Libra is a security, says a former Commodity Futures Trading Commission (CFTC) chairman in prepared remarks to the U.S. House of Representatives.

Gary Gensler, who chaired the CFTC from 2009 to 2014 and previously held leadership roles at the U.S. Treasury Department, says in written testimony that Facebook’s new cryptocurrency project looks like an investment vehicle and that Libra may even resemble some banking structures.

Gensler will testify before the House Financial Services Committee on Wednesday, as part of a panel of expert witnesses on the potential implications of Libra. He will join Public Citizen president Robert Weissman, Columbia University law professor Katharina Pistor and Georgetown University law professor Chris Brummer.

In Gensler’s remarks, obtained by CoinDesk, he describes how the Libra cryptocurrency might be classified as a security.

At the heart of his argument is Libra’s structure: Libra itself is intended to act as a kind of stablecoin, with its value pegged to a basket of sovereign currencies and government bonds. Members of the Libra Association, the governing council charged with overseeing the cryptocurrency’s ongoing development after it launches, will receive a Libra investment token – a security token, as Facebook has acknowledged.

Collateral earned on the basket of currencies backing Libra (referred to as the Libra Reserve) will go to holders of the investment token, according to documentation Facebook published about the project last month.

Gensler argues this means Libra itself looks like a security, saying:

“As currently proposed, the Libra Reserve, in essence, is a pooled investment vehicle that should at a minimum, be regulated by the Securities and Exchange Commission (SEC), with the Libra Association registering as an investment advisor.”

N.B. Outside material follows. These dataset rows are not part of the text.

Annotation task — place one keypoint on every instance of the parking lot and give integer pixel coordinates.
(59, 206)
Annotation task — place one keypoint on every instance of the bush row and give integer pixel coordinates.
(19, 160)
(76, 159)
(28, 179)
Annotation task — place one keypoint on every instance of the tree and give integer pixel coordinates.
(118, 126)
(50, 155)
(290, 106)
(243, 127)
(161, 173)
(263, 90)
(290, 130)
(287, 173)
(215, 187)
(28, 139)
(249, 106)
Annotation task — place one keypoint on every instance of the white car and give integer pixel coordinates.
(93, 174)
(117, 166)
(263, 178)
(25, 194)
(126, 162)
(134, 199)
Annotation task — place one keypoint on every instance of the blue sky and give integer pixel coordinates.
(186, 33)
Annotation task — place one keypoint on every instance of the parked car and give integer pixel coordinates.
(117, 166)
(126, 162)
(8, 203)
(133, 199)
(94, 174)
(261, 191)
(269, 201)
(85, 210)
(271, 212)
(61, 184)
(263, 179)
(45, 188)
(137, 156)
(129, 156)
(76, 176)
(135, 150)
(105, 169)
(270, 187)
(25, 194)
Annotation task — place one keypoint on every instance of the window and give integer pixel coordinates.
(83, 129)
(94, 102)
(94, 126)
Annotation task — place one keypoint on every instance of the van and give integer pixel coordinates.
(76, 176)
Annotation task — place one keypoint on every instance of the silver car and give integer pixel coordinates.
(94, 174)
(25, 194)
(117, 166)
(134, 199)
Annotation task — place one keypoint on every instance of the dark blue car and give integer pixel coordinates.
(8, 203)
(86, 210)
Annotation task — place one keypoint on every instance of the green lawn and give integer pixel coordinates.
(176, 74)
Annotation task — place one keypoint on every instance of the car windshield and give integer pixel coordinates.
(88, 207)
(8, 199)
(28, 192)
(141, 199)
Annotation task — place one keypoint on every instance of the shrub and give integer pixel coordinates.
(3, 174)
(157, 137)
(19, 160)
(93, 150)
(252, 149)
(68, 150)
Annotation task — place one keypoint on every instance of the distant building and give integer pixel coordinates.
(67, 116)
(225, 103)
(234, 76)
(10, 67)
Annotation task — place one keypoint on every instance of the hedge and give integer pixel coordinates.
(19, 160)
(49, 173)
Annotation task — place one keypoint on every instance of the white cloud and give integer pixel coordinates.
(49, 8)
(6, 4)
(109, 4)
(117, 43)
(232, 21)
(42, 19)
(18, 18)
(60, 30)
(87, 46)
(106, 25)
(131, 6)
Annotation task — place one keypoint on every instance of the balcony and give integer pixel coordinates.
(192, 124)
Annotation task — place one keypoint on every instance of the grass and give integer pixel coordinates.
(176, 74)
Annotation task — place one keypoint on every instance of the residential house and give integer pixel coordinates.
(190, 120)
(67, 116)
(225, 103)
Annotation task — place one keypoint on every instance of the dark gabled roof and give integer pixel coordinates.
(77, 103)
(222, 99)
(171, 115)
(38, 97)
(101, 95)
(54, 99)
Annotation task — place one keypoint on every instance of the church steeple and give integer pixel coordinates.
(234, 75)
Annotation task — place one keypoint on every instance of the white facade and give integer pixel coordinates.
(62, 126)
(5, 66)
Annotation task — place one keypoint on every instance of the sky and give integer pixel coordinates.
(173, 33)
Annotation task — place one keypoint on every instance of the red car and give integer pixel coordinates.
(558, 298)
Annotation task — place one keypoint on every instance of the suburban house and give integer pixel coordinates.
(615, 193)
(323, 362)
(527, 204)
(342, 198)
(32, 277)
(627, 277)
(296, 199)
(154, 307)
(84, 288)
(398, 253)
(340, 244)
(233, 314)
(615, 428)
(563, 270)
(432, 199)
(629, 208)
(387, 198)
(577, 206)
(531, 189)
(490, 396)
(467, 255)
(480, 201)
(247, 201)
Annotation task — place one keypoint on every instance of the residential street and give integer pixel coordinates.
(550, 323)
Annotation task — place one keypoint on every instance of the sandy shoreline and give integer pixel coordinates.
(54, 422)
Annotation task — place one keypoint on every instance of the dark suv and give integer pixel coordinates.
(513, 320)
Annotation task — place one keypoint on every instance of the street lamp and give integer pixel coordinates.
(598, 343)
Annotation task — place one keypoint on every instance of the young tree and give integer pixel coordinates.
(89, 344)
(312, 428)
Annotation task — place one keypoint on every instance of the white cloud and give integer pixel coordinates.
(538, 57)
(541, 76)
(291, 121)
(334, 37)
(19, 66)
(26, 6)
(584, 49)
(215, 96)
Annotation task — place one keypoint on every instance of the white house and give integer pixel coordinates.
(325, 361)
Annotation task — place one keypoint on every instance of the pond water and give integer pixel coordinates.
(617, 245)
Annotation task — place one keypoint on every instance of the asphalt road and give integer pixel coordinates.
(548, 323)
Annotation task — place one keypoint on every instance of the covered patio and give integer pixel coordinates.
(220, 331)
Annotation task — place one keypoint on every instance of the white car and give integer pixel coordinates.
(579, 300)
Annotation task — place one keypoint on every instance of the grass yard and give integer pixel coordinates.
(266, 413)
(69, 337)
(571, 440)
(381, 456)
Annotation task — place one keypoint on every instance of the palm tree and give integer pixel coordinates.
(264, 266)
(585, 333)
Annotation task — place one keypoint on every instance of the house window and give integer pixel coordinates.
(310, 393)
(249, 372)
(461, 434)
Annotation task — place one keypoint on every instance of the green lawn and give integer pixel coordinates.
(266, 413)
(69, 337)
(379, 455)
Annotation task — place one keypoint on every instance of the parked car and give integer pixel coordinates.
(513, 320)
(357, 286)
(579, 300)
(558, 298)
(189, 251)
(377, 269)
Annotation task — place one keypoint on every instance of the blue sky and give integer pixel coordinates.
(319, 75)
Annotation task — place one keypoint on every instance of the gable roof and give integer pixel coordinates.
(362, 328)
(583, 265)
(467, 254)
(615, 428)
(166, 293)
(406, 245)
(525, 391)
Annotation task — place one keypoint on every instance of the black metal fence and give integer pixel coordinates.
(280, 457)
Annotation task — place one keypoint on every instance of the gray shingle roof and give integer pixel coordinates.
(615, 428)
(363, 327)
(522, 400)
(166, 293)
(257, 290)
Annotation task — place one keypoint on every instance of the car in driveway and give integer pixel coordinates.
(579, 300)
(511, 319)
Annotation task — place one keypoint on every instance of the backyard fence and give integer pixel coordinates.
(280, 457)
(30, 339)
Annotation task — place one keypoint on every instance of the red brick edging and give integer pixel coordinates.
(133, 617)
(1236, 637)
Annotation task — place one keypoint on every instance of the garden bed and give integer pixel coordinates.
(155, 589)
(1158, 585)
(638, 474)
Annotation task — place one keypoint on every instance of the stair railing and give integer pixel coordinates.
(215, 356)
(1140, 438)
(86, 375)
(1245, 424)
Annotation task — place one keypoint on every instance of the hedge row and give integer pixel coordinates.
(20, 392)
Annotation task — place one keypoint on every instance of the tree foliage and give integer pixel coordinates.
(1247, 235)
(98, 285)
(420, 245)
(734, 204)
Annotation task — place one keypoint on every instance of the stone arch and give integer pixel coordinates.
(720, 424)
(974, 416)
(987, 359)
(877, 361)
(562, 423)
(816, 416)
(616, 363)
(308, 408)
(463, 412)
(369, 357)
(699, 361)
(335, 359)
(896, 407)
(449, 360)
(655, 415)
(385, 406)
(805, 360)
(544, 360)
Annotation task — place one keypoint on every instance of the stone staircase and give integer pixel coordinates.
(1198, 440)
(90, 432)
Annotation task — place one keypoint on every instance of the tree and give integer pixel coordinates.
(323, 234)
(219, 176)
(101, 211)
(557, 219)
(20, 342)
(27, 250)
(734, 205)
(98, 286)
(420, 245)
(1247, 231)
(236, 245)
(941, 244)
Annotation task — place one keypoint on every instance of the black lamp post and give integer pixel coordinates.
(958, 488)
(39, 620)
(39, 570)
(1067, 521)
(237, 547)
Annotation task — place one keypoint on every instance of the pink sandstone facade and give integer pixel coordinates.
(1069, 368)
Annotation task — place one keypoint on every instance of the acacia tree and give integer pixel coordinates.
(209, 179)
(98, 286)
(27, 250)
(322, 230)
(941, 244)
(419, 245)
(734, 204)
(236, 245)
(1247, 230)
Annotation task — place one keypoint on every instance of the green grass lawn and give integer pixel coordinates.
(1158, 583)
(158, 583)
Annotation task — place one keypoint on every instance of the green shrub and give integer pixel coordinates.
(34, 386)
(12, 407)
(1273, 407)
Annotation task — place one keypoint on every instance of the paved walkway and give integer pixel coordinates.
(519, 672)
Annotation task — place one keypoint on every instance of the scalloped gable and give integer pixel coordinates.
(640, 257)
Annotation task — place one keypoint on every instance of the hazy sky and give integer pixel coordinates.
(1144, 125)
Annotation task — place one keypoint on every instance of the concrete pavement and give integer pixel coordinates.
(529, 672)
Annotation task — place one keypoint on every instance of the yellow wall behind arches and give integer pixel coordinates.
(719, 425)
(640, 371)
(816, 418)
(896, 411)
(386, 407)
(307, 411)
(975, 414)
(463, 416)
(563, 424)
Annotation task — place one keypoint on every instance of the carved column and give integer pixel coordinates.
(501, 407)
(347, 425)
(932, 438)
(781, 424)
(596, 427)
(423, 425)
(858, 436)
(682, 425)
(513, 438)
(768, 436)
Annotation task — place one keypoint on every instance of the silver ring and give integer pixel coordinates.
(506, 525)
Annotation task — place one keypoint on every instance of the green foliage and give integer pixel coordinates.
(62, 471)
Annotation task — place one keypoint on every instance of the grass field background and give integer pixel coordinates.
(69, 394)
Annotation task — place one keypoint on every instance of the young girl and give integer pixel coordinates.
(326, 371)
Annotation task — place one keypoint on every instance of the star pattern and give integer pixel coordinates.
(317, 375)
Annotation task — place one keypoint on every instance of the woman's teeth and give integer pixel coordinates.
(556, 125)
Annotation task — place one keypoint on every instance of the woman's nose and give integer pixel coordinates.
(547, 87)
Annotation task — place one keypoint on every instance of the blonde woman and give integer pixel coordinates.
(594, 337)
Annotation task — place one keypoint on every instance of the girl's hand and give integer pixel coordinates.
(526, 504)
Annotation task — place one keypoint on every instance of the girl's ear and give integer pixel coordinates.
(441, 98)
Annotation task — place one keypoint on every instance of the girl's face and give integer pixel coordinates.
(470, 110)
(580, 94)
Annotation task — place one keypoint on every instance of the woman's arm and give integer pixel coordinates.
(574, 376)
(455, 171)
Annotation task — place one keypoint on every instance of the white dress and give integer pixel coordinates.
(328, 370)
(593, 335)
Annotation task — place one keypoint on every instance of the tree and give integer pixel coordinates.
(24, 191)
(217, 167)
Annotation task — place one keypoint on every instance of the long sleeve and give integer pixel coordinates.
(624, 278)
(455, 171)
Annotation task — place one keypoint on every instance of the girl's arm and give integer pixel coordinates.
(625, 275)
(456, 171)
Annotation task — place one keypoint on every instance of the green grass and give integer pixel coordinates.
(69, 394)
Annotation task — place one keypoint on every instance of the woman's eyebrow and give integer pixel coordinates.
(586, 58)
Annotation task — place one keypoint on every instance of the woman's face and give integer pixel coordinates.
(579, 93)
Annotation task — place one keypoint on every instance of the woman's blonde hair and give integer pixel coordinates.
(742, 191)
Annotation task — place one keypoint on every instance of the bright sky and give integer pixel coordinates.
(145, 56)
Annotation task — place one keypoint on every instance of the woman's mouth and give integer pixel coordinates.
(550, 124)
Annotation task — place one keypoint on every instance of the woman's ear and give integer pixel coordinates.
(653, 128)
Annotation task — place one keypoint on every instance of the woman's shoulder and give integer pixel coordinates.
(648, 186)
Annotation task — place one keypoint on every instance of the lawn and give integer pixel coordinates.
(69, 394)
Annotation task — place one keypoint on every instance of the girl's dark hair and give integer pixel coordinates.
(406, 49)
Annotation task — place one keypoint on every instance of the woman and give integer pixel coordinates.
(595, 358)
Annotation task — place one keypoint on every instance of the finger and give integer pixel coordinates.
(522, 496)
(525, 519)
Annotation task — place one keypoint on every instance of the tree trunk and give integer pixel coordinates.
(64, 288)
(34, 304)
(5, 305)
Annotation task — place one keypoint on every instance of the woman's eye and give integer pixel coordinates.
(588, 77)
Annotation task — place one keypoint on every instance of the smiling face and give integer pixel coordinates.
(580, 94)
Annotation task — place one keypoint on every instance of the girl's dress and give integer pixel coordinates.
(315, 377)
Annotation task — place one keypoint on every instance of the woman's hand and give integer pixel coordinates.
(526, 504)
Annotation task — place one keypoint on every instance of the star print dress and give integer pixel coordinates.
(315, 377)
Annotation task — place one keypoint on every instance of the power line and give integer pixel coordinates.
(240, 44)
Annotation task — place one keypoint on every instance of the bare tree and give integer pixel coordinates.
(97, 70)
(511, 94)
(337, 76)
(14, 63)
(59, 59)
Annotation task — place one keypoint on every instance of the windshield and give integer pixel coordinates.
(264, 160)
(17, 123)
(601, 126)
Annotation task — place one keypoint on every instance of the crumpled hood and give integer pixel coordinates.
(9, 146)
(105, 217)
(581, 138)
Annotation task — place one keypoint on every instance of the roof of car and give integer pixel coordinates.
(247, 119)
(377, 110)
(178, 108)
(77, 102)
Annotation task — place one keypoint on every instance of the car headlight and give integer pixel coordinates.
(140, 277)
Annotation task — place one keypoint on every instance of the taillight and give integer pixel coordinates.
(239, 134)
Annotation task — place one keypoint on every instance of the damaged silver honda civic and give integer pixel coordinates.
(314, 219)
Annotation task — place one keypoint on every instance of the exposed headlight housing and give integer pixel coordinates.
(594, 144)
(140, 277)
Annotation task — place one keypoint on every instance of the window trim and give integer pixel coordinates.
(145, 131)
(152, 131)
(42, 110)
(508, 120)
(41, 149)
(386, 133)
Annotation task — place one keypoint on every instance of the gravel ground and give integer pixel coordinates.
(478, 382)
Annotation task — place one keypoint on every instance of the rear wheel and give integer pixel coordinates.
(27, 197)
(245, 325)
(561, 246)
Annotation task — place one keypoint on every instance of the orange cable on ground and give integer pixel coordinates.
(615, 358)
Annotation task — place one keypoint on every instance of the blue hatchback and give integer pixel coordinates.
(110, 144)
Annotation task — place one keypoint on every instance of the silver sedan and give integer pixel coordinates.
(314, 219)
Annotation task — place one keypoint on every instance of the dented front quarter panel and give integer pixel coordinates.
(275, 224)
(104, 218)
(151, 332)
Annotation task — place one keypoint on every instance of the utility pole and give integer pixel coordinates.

‘Pooled investment vehicle’

According to Gensler, Libra is a security for the same reasons that the Libra Investment Token is a security.

There may be debates on whether and how Libra qualifies as a security under the Investment Company Act of 1940, the Howey Test, or the “Reves Family Resemblance Test,” but none of these are strictly important for this analysis, he argues, explaining:

“It’s unambiguous that [the Libra Investment Token] is a security as it will receive a net return based upon interest on the Libra Reserve.”

In Gensler’s view, the actual Libra token is “part of the same pooled investment vehicle,” and therefore faces the same market risks as the investment token.

The SEC is already considering whether Libra could be considered a security, and therefore falls under its purview, according to a Wall Street Journal report.

“Further, investor protection will be just as important for the proposed Libra token as it is for investors in international bond funds or in commodity ETFs such as gold, silver, or oil ETFs,” Gensler says. “I also believe that each Authorized Reseller of the Libra token would need to be a registered broker dealer.”

He describes holders of Libra as a “2nd class of investors” in the Libra Reserve.

Bank too?

Securities concerns aside, aspects of Libra’s setup also may fall under banking regulations, Gensler adds.

The Libra Reserve is effectively proposing “a private form of money” which can be used for payments, storing value and lending “the proceeds to banks (as deposits) and governments (as debt securities),” he says.

These applications are similar to services offered by banks.

“Thus, there is some basis to consider the Libra Reserve as a bank or to apply bank-like regulation to it,” Gensler proposes. “At a minimum there should be restrictions on Libra Reserve’s investments and prohibition on its ability to lend or operate as a fractional bank.”

(It’s worth noting there’s actually precedent for a stablecoin issuer operating as a fractional bank: Tether.)